Samuel was surprised to find out how much more detail he saw now on the walls, ceiling and floor compared to his first viewing with the headlamp. He could see everything with far more clarity in the steady light than he had done using the head lamp. There was a definite strata mark where the tunnel had been deepened  and below this there were numerous references to the Sleeping Army and Sacha seemed to be a very popular girl judging from the different writing styles and languages but there could have been more than one Sacha being referred to.

Now that everything was illuminated, it was also really clear that the tunnel had originally possessed a lower ceiling and that for some reason, the floor had been lowered considerably and that the tunnel had been widened a lot too.

"Do you know Katka?" Samuel said. "This tunnel is so large that you could probably get one of those Sikorsky helicopters down here without removing the rotors." Then he stroked his beard. "Of course you couldn't actually fly the thing in here!"

"Fascinating!" Katka said in a bored voice. "Come on I can't wait to find some clean clothes!"

They came to the long passage with the store chambers. Katka found another switch and turned it on. The lights blazed into life. She said nothing but smiled ironically and did a little curtsey. Once again the lamps had lit without any hint that they hadn't been used for years.

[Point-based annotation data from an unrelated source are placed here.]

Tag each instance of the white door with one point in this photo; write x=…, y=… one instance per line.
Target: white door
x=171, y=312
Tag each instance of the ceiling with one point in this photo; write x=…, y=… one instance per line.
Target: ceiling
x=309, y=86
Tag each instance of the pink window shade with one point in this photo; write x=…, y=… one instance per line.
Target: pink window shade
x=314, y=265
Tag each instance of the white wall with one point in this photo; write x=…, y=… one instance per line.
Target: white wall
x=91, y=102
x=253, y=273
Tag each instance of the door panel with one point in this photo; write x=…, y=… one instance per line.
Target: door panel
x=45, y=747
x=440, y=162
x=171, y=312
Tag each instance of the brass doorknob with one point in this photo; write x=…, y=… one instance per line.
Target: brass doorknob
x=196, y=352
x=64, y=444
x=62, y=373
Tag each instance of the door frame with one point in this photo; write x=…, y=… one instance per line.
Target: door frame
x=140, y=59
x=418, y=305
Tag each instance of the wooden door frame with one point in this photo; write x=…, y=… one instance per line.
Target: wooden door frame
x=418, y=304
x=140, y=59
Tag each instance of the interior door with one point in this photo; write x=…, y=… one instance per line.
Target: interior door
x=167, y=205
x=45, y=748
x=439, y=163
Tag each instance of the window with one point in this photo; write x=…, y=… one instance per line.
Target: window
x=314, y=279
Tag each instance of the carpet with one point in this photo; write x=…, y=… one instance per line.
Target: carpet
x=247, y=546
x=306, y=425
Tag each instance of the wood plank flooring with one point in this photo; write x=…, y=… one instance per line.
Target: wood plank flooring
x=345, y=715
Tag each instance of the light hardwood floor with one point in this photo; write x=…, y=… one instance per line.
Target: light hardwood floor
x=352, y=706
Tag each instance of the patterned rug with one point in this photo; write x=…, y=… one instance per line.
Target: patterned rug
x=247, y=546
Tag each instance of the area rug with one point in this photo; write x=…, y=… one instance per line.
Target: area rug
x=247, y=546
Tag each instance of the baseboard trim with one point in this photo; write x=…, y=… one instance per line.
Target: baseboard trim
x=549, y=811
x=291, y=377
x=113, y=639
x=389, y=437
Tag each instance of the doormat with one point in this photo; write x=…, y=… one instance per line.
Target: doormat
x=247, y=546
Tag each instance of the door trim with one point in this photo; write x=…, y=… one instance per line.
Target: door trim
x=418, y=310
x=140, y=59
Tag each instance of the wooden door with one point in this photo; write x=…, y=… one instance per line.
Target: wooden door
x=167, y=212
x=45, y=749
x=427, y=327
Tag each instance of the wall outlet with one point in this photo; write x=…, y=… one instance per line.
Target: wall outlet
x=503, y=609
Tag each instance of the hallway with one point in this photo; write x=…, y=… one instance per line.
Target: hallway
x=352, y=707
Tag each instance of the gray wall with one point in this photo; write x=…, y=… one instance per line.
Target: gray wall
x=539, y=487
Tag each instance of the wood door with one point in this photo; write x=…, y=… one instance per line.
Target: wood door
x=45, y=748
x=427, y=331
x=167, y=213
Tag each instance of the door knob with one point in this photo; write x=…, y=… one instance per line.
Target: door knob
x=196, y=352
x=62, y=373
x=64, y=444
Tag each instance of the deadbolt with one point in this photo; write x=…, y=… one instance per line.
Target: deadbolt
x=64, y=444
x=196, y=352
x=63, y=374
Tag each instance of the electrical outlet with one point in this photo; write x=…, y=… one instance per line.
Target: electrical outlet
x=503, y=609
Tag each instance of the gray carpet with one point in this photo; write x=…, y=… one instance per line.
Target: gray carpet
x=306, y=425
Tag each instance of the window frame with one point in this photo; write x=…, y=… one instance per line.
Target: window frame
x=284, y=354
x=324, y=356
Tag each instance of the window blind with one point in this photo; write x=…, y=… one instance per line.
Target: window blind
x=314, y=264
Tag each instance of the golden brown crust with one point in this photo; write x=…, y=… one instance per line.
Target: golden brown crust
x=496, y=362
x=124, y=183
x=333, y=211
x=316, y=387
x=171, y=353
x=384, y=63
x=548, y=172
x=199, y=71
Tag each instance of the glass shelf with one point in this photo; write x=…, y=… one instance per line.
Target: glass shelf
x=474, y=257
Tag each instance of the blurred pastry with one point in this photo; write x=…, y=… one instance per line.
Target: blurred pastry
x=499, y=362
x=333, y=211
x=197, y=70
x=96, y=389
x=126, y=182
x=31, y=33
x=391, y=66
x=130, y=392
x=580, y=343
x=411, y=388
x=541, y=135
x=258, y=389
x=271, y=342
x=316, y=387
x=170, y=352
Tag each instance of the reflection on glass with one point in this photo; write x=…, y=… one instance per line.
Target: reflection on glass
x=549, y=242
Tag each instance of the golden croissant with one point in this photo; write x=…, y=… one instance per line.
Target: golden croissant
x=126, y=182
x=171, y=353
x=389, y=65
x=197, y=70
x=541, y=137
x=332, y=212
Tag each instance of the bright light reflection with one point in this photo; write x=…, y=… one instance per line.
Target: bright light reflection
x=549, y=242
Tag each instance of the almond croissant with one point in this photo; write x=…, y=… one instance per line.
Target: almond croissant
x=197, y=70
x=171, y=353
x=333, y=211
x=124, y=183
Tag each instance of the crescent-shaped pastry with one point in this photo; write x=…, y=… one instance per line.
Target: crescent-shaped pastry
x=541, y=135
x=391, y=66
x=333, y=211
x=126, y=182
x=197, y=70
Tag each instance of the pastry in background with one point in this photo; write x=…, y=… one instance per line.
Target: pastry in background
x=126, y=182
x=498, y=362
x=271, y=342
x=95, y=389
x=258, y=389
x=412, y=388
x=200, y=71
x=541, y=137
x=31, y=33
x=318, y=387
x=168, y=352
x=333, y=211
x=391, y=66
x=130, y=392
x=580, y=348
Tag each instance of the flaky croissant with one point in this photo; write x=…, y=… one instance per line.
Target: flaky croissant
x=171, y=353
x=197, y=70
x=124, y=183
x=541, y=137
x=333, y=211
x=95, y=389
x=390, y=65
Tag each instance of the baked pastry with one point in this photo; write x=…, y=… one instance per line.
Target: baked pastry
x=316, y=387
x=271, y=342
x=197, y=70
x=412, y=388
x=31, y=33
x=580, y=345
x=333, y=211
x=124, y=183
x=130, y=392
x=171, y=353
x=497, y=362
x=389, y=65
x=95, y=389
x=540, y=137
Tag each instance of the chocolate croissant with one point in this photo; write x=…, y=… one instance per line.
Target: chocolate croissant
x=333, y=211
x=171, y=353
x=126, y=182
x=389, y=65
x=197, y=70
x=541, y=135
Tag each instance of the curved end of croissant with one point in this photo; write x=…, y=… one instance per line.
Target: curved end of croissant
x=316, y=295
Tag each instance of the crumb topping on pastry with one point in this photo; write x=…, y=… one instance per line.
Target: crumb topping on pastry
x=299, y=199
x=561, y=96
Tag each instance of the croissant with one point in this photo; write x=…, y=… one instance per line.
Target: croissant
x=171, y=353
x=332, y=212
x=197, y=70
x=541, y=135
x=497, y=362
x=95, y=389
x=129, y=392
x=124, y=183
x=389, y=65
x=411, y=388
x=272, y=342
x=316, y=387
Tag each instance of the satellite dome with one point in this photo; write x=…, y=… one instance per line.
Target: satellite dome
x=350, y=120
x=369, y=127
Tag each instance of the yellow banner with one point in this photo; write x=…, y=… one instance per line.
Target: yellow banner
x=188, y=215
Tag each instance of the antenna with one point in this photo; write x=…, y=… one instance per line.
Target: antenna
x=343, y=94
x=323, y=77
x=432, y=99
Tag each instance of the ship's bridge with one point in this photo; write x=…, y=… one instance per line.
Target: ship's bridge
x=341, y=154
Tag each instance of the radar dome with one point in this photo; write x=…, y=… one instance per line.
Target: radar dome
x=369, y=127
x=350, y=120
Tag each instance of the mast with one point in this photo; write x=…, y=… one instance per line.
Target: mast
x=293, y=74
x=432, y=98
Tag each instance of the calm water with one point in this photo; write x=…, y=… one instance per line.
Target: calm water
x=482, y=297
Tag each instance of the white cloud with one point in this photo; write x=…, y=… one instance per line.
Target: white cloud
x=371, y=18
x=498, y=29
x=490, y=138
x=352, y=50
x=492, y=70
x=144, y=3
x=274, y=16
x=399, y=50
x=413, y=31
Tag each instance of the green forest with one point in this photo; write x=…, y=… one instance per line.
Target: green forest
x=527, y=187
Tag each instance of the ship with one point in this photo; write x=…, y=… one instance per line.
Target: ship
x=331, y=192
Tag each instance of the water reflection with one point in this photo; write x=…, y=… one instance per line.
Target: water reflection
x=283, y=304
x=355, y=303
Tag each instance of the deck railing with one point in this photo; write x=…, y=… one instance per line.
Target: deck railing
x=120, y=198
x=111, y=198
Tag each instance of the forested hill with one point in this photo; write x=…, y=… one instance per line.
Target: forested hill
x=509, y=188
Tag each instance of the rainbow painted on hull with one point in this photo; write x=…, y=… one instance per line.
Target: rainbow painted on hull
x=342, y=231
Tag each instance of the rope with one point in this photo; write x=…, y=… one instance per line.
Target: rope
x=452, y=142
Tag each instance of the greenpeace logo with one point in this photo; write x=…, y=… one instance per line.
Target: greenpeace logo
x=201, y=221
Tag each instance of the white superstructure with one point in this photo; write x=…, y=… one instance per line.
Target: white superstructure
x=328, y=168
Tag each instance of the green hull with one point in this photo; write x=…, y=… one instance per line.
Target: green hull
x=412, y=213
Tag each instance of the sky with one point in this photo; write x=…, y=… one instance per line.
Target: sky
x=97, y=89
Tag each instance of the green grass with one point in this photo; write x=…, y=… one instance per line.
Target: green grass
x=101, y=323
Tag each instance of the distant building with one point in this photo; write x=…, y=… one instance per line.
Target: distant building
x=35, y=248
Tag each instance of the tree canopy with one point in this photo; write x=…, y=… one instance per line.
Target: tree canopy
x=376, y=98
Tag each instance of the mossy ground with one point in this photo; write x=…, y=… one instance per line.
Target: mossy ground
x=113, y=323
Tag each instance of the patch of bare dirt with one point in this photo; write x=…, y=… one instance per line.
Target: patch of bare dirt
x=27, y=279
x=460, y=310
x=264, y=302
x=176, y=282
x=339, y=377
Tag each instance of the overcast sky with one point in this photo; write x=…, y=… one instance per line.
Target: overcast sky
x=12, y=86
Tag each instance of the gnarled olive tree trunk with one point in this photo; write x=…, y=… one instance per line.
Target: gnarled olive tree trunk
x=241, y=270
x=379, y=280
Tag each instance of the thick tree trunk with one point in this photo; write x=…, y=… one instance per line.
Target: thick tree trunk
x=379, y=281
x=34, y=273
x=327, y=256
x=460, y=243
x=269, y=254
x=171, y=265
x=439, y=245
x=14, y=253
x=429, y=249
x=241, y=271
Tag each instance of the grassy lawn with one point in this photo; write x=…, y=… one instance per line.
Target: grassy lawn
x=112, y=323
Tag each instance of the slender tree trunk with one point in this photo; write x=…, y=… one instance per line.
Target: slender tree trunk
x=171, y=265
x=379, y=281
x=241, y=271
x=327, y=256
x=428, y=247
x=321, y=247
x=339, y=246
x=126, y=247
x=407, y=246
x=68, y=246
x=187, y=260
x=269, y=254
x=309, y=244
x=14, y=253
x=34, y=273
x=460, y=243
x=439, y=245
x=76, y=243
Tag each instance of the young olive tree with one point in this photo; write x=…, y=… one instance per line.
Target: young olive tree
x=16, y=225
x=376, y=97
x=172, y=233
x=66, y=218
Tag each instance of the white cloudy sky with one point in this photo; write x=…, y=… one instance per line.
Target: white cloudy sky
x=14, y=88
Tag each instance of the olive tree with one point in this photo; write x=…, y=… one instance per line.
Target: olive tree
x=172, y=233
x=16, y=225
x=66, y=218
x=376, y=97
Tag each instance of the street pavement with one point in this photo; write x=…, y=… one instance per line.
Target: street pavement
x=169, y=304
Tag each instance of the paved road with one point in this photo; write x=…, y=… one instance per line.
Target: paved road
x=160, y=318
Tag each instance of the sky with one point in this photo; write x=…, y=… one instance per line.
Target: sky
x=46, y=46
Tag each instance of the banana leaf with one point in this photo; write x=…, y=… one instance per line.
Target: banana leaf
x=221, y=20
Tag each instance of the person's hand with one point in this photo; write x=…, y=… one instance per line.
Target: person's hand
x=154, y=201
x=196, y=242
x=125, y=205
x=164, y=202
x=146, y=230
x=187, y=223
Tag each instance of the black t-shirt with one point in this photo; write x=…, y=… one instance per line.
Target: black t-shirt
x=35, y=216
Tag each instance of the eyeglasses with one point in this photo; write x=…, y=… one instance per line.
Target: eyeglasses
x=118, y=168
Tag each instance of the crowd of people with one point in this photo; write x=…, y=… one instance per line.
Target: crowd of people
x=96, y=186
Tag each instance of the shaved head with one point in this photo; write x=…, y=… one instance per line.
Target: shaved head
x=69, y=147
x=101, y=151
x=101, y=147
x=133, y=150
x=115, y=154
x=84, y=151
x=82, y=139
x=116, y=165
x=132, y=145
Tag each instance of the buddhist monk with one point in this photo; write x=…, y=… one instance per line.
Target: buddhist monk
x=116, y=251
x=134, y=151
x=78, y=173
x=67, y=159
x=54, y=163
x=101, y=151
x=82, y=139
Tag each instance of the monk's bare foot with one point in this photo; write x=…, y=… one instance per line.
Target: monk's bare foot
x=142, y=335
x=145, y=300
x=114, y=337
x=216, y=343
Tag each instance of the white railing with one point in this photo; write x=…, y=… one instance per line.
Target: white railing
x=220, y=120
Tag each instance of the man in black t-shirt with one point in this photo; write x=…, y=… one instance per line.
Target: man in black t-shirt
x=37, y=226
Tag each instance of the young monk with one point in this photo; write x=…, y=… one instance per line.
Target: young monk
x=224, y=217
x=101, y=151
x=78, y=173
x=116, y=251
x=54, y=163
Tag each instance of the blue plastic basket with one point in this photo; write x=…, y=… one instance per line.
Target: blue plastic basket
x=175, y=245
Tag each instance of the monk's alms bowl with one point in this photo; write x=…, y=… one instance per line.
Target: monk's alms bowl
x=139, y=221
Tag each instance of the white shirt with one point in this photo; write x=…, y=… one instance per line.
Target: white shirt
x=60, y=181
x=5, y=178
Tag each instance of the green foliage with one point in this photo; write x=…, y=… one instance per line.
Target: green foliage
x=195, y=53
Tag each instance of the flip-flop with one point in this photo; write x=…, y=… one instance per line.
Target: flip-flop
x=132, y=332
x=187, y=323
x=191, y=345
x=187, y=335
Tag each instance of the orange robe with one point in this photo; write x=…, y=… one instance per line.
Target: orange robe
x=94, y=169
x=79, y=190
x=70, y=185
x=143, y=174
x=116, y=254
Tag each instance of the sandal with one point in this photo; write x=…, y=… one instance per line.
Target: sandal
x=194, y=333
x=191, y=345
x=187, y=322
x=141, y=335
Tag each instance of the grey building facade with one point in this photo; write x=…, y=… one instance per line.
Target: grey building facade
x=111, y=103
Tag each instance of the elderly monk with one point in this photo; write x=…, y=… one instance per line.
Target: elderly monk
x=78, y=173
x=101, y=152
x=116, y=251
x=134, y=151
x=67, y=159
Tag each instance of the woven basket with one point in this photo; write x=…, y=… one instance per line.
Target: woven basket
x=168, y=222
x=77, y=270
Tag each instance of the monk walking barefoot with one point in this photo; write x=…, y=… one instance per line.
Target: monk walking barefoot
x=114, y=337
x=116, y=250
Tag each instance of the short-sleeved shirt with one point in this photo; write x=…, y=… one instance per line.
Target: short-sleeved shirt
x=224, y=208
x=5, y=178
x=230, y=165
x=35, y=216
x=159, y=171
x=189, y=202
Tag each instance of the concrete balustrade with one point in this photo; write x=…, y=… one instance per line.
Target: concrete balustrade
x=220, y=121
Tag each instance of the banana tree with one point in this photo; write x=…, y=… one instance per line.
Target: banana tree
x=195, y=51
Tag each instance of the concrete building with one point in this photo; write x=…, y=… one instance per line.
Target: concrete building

The passage was different to the main tunnel. It was narrower for one thing and the walls, though doubtlessly blasted from the rock originally, were lined in large blocks and mortar and the result had been painted battleship grey. The large entrance pressure door, was housed in a wall built from the same large grey blocks, laid like oversized bricks and mortared in between. The outline of each brick was clearly visible despite several layers of paint. There was no graffiti here at all.

"Whoever occupied the mine obviously thought that they were in it for the long haul because they certainly went to a lot of trouble to construct all of this." Samuel said. "Look here's a door that I haven't tried yet."

He turned the large handle on the door releasing the seal. This time there was a definite rush of air indicating that the door had not been opened for a really long time. Katka wanted to rush straight in but feeling that something was wrong Samuel put his arm out to stop her.

"We'd better come back to this room after the air has had time to readjust!" Samuel said wisely. "We have no way of knowing, other than passing out, whether the atmosphere is breathable. The navy used to use different gasses to keep dry goods for long periods of time. It could be anything from nitrogen to carbon dioxide in there or perhaps a mixture of both either of which could suffocate us. Here help me to open the door a little."

Katka helped him to do so, but was eager to look inside. "I'll take a deep breath and see if I can find the light switch so that we can at least see what's inside!" she announced.

It seemed like a workable plan to Samuel. So Katka went inside and switched the light on and then returned outside to view the contents.

"It just looks like another corridor to me!" She said.

"Let's move on then." Sam said, "We're missing the sunshine outside."

They left the door ajar and went on to the next door.